Daniel Thürer is an emeritus professor of public international, European and Swiss public and administrative law at the University of Zurich. Daniel Thürer received his legal education at the Universities of Zurich, St. Gallen, Geneva, Cambridge, the Max Planck Institute of Public International Law and Comparative Public Law (Heidelberg) and Harvard Law School.
Daniel Thürer was the director of the Institute of International and Comparative Constitutional Law and is still a member of the board of the European Law Institute of Zurich University. He has also been visiting professor at Harvard Law School, Stanford School of Law, University of Hong Kong, Panthéon-Assas (Paris II), the Universities of Geneva and Cambridge, the Academy of International Humanitarian Law in Geneva, Hague Academy of International Law, Institut des Droits de l’homme in Strasbourg and other institutions.
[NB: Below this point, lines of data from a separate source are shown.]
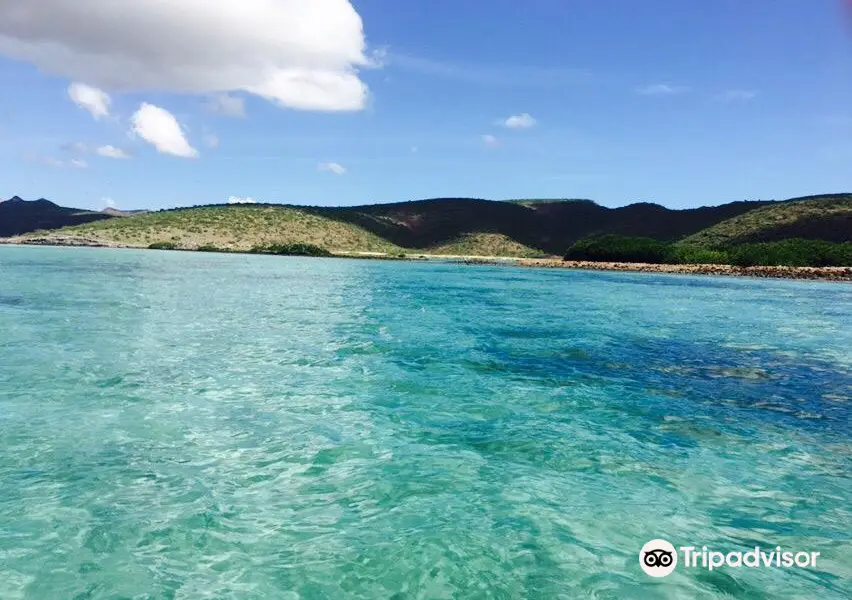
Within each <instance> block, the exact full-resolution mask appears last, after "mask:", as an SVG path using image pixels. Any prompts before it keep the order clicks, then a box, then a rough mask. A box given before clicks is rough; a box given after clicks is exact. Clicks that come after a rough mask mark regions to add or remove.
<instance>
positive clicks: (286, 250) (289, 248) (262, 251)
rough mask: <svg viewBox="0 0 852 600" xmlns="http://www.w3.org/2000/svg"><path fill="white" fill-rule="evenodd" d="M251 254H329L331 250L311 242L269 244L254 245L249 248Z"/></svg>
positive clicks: (317, 254) (304, 254)
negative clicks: (267, 244) (309, 243)
mask: <svg viewBox="0 0 852 600" xmlns="http://www.w3.org/2000/svg"><path fill="white" fill-rule="evenodd" d="M251 251H252V253H253V254H279V255H284V256H331V255H332V254H331V252H329V251H328V250H326V249H325V248H320V247H319V246H314V245H313V244H269V245H266V246H255V247H254V248H252V249H251Z"/></svg>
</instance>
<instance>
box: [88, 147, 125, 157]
mask: <svg viewBox="0 0 852 600" xmlns="http://www.w3.org/2000/svg"><path fill="white" fill-rule="evenodd" d="M95 152H96V153H97V154H98V155H99V156H103V157H105V158H119V159H121V158H130V154H128V153H127V151H125V150H122V149H121V148H116V147H115V146H110V145H107V146H101V147H100V148H98V149H97V150H95Z"/></svg>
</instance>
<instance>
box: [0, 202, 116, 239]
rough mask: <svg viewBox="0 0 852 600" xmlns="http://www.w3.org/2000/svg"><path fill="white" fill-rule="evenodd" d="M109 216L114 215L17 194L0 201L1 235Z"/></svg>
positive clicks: (23, 231)
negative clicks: (13, 195) (20, 196)
mask: <svg viewBox="0 0 852 600" xmlns="http://www.w3.org/2000/svg"><path fill="white" fill-rule="evenodd" d="M109 218H111V215H108V214H105V213H99V212H93V211H87V210H81V209H78V208H66V207H64V206H59V205H57V204H54V203H53V202H51V201H50V200H45V199H44V198H41V199H39V200H32V201H27V200H23V199H21V198H19V197H18V196H15V197H14V198H11V199H9V200H6V201H5V202H0V237H9V236H13V235H21V234H22V233H27V232H30V231H36V230H39V229H58V228H60V227H66V226H69V225H77V224H80V223H89V222H92V221H100V220H103V219H109Z"/></svg>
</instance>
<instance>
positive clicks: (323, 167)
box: [317, 163, 346, 175]
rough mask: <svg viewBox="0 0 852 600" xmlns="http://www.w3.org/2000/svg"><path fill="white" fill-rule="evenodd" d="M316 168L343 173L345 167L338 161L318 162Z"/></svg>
mask: <svg viewBox="0 0 852 600" xmlns="http://www.w3.org/2000/svg"><path fill="white" fill-rule="evenodd" d="M317 170H318V171H328V172H330V173H334V174H335V175H343V174H344V173H345V172H346V168H345V167H344V166H343V165H340V164H338V163H319V164H318V165H317Z"/></svg>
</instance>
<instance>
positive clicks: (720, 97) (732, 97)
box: [715, 90, 758, 102]
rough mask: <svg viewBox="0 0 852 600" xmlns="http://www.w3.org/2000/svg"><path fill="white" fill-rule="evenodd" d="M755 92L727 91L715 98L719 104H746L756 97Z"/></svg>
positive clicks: (752, 90)
mask: <svg viewBox="0 0 852 600" xmlns="http://www.w3.org/2000/svg"><path fill="white" fill-rule="evenodd" d="M757 94H758V92H757V91H756V90H728V91H727V92H723V93H721V94H719V95H717V96H716V97H715V100H717V101H719V102H746V101H748V100H754V99H755V98H756V97H757Z"/></svg>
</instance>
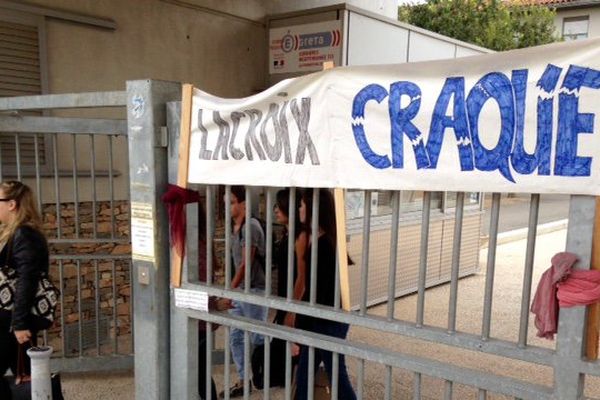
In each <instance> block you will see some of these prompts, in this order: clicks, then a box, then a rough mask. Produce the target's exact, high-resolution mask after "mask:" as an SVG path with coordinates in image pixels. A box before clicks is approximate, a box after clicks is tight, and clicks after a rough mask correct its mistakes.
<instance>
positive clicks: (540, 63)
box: [189, 35, 600, 195]
mask: <svg viewBox="0 0 600 400" xmlns="http://www.w3.org/2000/svg"><path fill="white" fill-rule="evenodd" d="M300 36H301V35H300ZM189 112H190V113H191V117H190V120H191V138H190V145H189V182H194V183H204V184H245V185H258V186H296V187H329V188H333V187H338V188H357V189H380V190H382V189H383V190H386V189H388V190H429V191H487V192H531V193H572V194H590V195H600V122H599V121H598V114H600V39H591V40H583V41H576V42H568V43H559V44H553V45H548V46H540V47H534V48H529V49H522V50H515V51H510V52H505V53H495V54H487V55H481V56H475V57H466V58H460V59H452V60H447V61H434V62H422V63H410V64H399V65H380V66H362V67H345V68H334V69H332V70H327V71H322V72H318V73H314V74H310V75H305V76H302V77H298V78H295V79H290V80H285V81H283V82H280V83H279V84H277V85H275V86H273V87H271V88H270V89H268V90H266V91H264V92H262V93H260V94H257V95H254V96H251V97H246V98H243V99H222V98H218V97H215V96H211V95H210V94H208V93H204V92H202V91H199V90H194V93H193V100H192V106H191V109H190V110H189Z"/></svg>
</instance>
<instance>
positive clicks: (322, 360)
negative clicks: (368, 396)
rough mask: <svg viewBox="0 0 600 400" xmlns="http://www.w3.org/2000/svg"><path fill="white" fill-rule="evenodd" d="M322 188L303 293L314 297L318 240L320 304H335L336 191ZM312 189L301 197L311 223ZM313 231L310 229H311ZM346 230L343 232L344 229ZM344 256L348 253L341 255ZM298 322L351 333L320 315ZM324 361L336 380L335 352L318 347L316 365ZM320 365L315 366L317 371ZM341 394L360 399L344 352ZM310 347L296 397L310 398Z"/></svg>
mask: <svg viewBox="0 0 600 400" xmlns="http://www.w3.org/2000/svg"><path fill="white" fill-rule="evenodd" d="M318 190H319V216H318V220H319V235H318V237H316V238H314V237H310V238H309V244H308V248H307V250H306V253H305V258H306V266H307V268H306V283H305V287H306V290H305V291H304V295H303V296H302V300H303V301H306V302H308V301H309V300H310V289H309V288H310V275H311V268H312V267H313V266H311V263H310V258H311V257H310V255H311V249H312V246H313V244H314V243H315V242H317V243H318V248H317V265H316V269H317V271H316V274H317V276H316V278H317V287H316V290H317V293H316V302H317V303H318V304H322V305H326V306H333V305H334V301H335V295H334V293H335V254H336V243H337V242H336V238H337V235H336V224H335V207H334V202H333V195H332V194H331V192H330V191H329V190H327V189H318ZM312 197H313V195H312V190H307V191H305V192H304V193H303V194H302V199H301V201H300V221H301V222H302V223H303V224H305V225H306V226H309V224H310V223H311V220H312ZM310 232H311V231H310V230H309V233H310ZM341 234H343V232H342V233H341ZM341 256H344V255H341ZM296 326H297V327H298V328H300V329H304V330H307V331H311V332H315V333H320V334H323V335H329V336H334V337H337V338H340V339H345V338H346V335H347V334H348V325H347V324H344V323H341V322H336V321H329V320H326V319H320V318H315V317H308V316H304V315H301V314H298V316H297V317H296ZM321 361H323V363H324V364H325V370H326V371H327V376H328V377H329V382H331V381H332V379H331V377H332V373H333V367H332V353H331V352H330V351H326V350H322V349H318V348H315V367H316V366H318V365H319V364H320V363H321ZM316 371H317V368H315V372H316ZM338 382H339V388H338V389H339V392H338V393H339V394H338V398H340V399H344V400H354V399H356V394H355V393H354V389H353V388H352V385H351V383H350V379H349V378H348V371H347V370H346V361H345V358H344V355H343V354H340V355H339V374H338ZM307 384H308V347H307V346H302V347H301V349H300V362H299V364H298V371H297V374H296V397H295V400H306V399H307V398H308V390H307Z"/></svg>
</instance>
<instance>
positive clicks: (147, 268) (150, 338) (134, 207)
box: [127, 80, 181, 400]
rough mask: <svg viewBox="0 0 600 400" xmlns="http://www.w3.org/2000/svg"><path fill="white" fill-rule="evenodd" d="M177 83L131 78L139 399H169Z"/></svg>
mask: <svg viewBox="0 0 600 400" xmlns="http://www.w3.org/2000/svg"><path fill="white" fill-rule="evenodd" d="M180 98H181V85H180V84H179V83H175V82H164V81H154V80H139V81H128V82H127V131H128V141H129V179H130V199H131V208H130V214H131V243H132V249H131V254H132V268H133V274H132V275H133V282H132V285H133V286H132V287H133V320H134V338H135V341H134V351H135V398H136V399H139V400H142V399H143V400H167V399H169V374H170V371H169V359H170V354H169V340H170V338H169V223H168V218H167V213H166V210H165V208H164V207H163V206H162V204H161V201H160V196H161V195H162V194H163V193H164V191H165V189H166V185H167V148H166V140H165V139H164V137H163V134H164V130H163V129H161V128H162V127H163V126H165V125H166V103H167V102H168V101H174V100H178V99H180Z"/></svg>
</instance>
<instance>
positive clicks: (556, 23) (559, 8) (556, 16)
mask: <svg viewBox="0 0 600 400" xmlns="http://www.w3.org/2000/svg"><path fill="white" fill-rule="evenodd" d="M584 16H589V21H590V22H589V31H588V37H589V38H592V37H599V36H600V7H588V8H578V9H575V10H563V9H560V8H559V9H557V10H556V18H555V19H554V26H555V28H556V35H557V36H558V37H562V33H563V21H564V19H565V18H572V17H584Z"/></svg>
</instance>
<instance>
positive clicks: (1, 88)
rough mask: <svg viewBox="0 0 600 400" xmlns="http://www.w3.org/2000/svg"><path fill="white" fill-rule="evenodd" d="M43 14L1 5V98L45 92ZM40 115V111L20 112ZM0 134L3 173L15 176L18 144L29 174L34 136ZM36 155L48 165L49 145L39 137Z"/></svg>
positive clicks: (42, 161)
mask: <svg viewBox="0 0 600 400" xmlns="http://www.w3.org/2000/svg"><path fill="white" fill-rule="evenodd" d="M44 35H45V32H44V17H42V16H37V15H30V14H26V13H21V12H17V11H13V10H8V9H3V8H1V7H0V97H8V96H31V95H39V94H42V93H44V92H45V87H46V84H45V80H46V79H45V71H44V68H45V60H44V56H43V55H44V54H45V49H44V40H43V38H44ZM21 114H22V115H41V113H40V112H37V113H36V112H27V113H21ZM15 136H16V135H15V134H11V132H2V133H1V134H0V147H1V151H0V157H1V159H2V172H3V174H5V175H9V176H11V175H13V176H14V175H16V169H17V168H16V165H17V152H16V148H17V144H18V146H19V155H20V166H21V172H22V173H24V174H31V173H33V172H34V171H35V166H36V157H35V155H36V153H35V148H36V143H35V139H34V136H33V135H23V134H19V135H18V137H19V139H18V143H17V139H16V138H15ZM37 154H38V162H39V165H40V168H41V169H43V168H45V167H46V168H47V167H48V164H50V163H49V157H50V145H49V142H47V139H45V138H44V137H42V136H38V140H37Z"/></svg>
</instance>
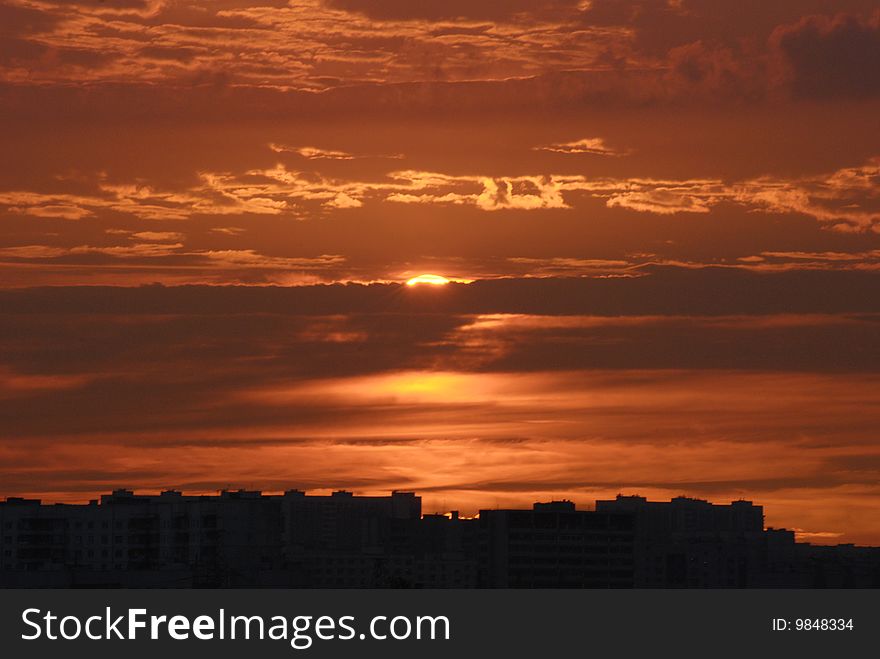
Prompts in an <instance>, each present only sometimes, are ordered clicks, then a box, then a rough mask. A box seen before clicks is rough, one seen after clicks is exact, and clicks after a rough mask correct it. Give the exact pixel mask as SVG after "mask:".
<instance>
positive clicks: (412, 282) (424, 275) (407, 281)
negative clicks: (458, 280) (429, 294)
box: [406, 275, 451, 286]
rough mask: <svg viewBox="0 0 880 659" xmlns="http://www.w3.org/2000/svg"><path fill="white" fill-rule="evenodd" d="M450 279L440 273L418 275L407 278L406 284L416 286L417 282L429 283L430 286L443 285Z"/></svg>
mask: <svg viewBox="0 0 880 659" xmlns="http://www.w3.org/2000/svg"><path fill="white" fill-rule="evenodd" d="M450 281H451V280H449V279H447V278H446V277H441V276H440V275H419V276H418V277H413V278H412V279H407V281H406V285H407V286H416V285H418V284H430V285H431V286H443V285H445V284H448V283H449V282H450Z"/></svg>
Daniel Thürer was a government expert from 1993 to 1999 for the total revision of the Swiss Constitution. In 2000 he was appointed member of the Independent Expert Commission Switzerland – the Second World War being an international commission of enquiry into the legal and historical aspects of Switzerland’s role before, during and after the Second World War. Daniel Thürer was a member of the Board of Commissioners of the UN Claims Commission Kuwait v. Iraq in 1992 and an OSCE expert on human dimension in 1992. In addition, he was a member of the Supreme Court of the Principality of Liechtenstein in 1989 and acted as president of the Zurich Lawyers’ Association from 1989 to 1991. Daniel Thürer is a member of the International Committee of the Red Cross and has also been president of its legal commission since 1996.
Daniel Thürer has published on public international law and European and Swiss public law. In 2015 he was honoured with a commemorative volume; this volume was edited by Giovanni Biaggini, Oliver Diggelmann and Christine Kaufmann.